Entre 18 e 19 de novembro de 2009, o Centro de Conferências Elizabeth II, em Londres, acolheu investidores britânicos em Serra Leoa. No fórum, o ex-primeiro-ministro Tony Blair, cuja fundação para a África patrocinou o evento, incitava os participantes a adquirirem propriedades rurais num país que, em suas palavras, “dispõe de milhões de hectares de terras aráveis1.” Levado pelo seu entusiasmo, Blair parece ter se esquecido dos milhões de serra-leoneses que dependem das culturas que produzem nestas áreas.

Convencidos de obter grandes lucros, muitos bancos, fundos de investimento, grandes grupos industriais, Estados e milionários privados planejam instalar, na África, fazendas-empresa gigantes, a fim de produzir alimentos e biocombustíveis exclusivamente para exportação. Essas operações de venda de lotes e arrendamento em longo prazo são prontamente rotuladas como programas de desenvolvimento para o benefício mútuo, tanto dos poderes financeiros envolvidos quanto dos países africanos.
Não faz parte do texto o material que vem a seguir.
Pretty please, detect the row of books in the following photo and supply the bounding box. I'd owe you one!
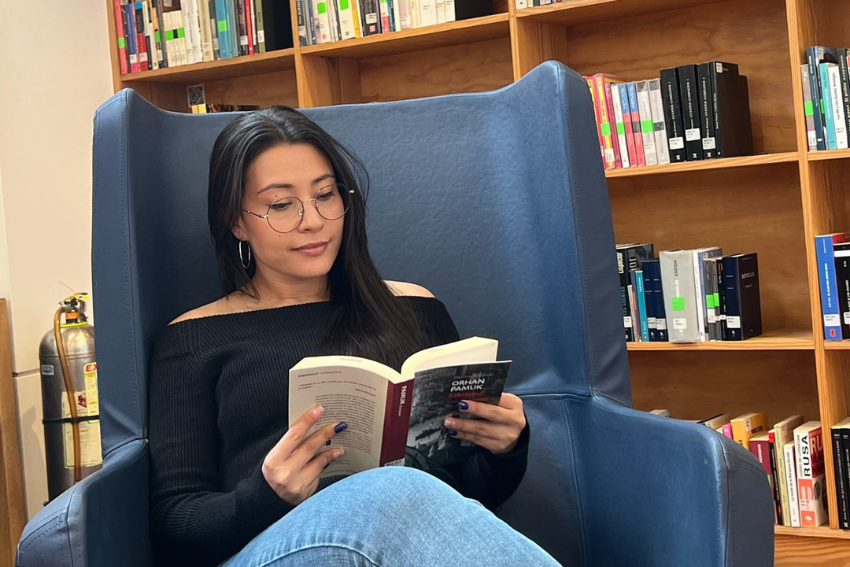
[296,0,470,45]
[585,61,753,169]
[112,0,292,74]
[651,410,820,529]
[616,244,762,343]
[800,45,850,151]
[815,232,850,341]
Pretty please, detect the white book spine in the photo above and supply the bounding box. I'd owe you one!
[782,441,800,528]
[419,0,437,27]
[635,81,658,165]
[611,85,628,168]
[829,65,847,150]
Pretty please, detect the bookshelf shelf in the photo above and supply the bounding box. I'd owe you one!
[101,0,850,567]
[774,526,850,539]
[516,0,721,26]
[626,330,812,352]
[605,152,799,179]
[806,150,850,161]
[301,13,510,59]
[121,48,295,87]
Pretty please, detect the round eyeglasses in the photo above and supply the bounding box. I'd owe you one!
[242,183,354,234]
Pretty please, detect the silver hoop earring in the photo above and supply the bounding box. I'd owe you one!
[238,240,251,270]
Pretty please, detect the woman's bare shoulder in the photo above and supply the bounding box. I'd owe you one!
[384,280,434,297]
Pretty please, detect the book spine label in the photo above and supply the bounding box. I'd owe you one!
[832,428,850,530]
[800,64,818,152]
[379,380,414,467]
[815,235,842,341]
[628,83,646,165]
[678,65,703,161]
[783,441,800,528]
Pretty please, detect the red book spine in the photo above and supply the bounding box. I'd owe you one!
[605,78,625,169]
[112,0,129,75]
[379,380,413,467]
[245,0,254,55]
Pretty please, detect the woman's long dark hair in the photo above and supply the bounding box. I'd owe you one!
[207,106,422,369]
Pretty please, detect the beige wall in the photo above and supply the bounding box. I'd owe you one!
[0,0,112,516]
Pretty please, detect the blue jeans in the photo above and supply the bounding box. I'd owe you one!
[220,467,559,567]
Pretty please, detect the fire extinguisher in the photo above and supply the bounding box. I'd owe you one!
[39,293,103,500]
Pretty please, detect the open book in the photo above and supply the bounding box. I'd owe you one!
[289,337,511,478]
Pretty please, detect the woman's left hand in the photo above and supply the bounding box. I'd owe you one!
[443,394,525,455]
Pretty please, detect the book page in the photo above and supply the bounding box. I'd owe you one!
[289,364,387,478]
[401,337,499,380]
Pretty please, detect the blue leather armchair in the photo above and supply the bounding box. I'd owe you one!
[18,62,773,567]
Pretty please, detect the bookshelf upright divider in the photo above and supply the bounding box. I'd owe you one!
[106,0,850,567]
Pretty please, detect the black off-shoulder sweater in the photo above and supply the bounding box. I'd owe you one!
[149,296,529,566]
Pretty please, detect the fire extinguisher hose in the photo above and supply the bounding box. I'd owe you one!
[53,307,82,483]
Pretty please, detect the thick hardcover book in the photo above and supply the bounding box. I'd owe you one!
[800,64,818,152]
[661,67,687,163]
[635,81,658,165]
[658,250,702,343]
[794,421,827,528]
[627,83,646,165]
[723,253,762,341]
[806,45,838,150]
[833,242,850,337]
[831,418,850,530]
[289,337,510,478]
[616,244,655,341]
[773,415,803,526]
[617,83,638,167]
[648,79,670,165]
[678,65,703,161]
[815,232,850,341]
[697,61,717,159]
[713,66,753,157]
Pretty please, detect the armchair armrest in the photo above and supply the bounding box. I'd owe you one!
[16,440,152,567]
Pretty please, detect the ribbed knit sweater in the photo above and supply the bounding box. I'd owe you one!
[149,296,529,567]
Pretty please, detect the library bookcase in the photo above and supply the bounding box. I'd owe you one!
[106,0,850,567]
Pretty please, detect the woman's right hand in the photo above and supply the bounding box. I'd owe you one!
[263,406,345,506]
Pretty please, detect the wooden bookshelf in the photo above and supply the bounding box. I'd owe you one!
[106,0,850,567]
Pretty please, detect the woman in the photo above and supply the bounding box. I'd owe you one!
[150,107,557,567]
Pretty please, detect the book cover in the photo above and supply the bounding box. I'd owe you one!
[677,65,703,161]
[649,79,670,165]
[794,421,827,528]
[659,250,701,343]
[800,64,818,152]
[723,253,762,341]
[627,83,646,165]
[661,67,686,163]
[617,83,637,167]
[712,61,753,157]
[732,412,767,450]
[635,81,658,165]
[783,441,800,528]
[773,415,803,526]
[815,232,850,341]
[289,337,510,478]
[610,83,634,168]
[697,61,717,159]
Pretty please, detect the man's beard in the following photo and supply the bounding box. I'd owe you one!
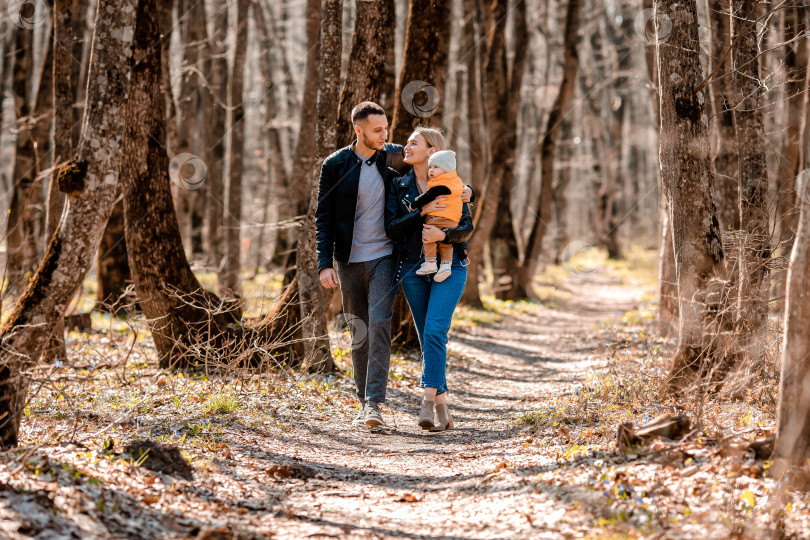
[363,133,377,150]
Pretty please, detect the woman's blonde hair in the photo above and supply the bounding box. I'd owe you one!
[413,126,450,152]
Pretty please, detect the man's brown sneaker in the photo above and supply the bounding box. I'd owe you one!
[352,403,366,426]
[366,401,385,426]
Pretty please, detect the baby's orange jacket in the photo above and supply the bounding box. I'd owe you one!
[428,171,464,222]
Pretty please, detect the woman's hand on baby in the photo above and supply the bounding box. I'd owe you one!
[422,225,447,244]
[422,195,447,216]
[461,186,472,203]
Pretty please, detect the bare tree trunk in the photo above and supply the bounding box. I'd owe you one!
[253,0,288,273]
[656,0,725,391]
[0,0,137,446]
[121,0,239,368]
[158,0,177,155]
[461,0,489,307]
[95,196,132,314]
[643,0,679,337]
[732,0,770,360]
[290,0,321,219]
[490,2,529,300]
[45,0,87,360]
[379,2,397,114]
[391,0,452,144]
[6,22,36,293]
[204,2,228,270]
[296,0,343,371]
[279,0,321,284]
[462,0,509,306]
[337,0,394,148]
[220,0,249,298]
[172,0,208,256]
[774,173,810,468]
[709,0,740,231]
[518,0,582,298]
[774,6,810,311]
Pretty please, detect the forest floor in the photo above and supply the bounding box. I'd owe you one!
[0,253,810,539]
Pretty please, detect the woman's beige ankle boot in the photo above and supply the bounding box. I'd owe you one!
[419,399,436,429]
[431,403,453,431]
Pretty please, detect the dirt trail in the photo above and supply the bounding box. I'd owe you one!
[252,272,645,538]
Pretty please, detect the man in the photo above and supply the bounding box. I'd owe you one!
[315,101,407,426]
[315,101,472,426]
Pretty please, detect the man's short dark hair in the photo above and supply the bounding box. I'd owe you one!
[352,101,385,125]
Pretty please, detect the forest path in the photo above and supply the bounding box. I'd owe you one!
[258,271,646,538]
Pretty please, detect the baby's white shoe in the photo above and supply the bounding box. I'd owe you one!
[416,259,439,276]
[433,261,453,283]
Entre os defensores desta abordagem estão a Sociedade Financeira Internacional (IFC), do Banco Mundial2, e o Fundo Internacional de Desenvolvimento Agrícola (FIDA), agência especializada das Nações Unidas. Apesar da relutância inicial de seu diretor-geral, Jacques Diouf, que a descreveu como “uma forma de neocolonialismo”, a Organização das Nações Unidas para Alimentação e Agricultura (FAO) acabou apoiando a proposta.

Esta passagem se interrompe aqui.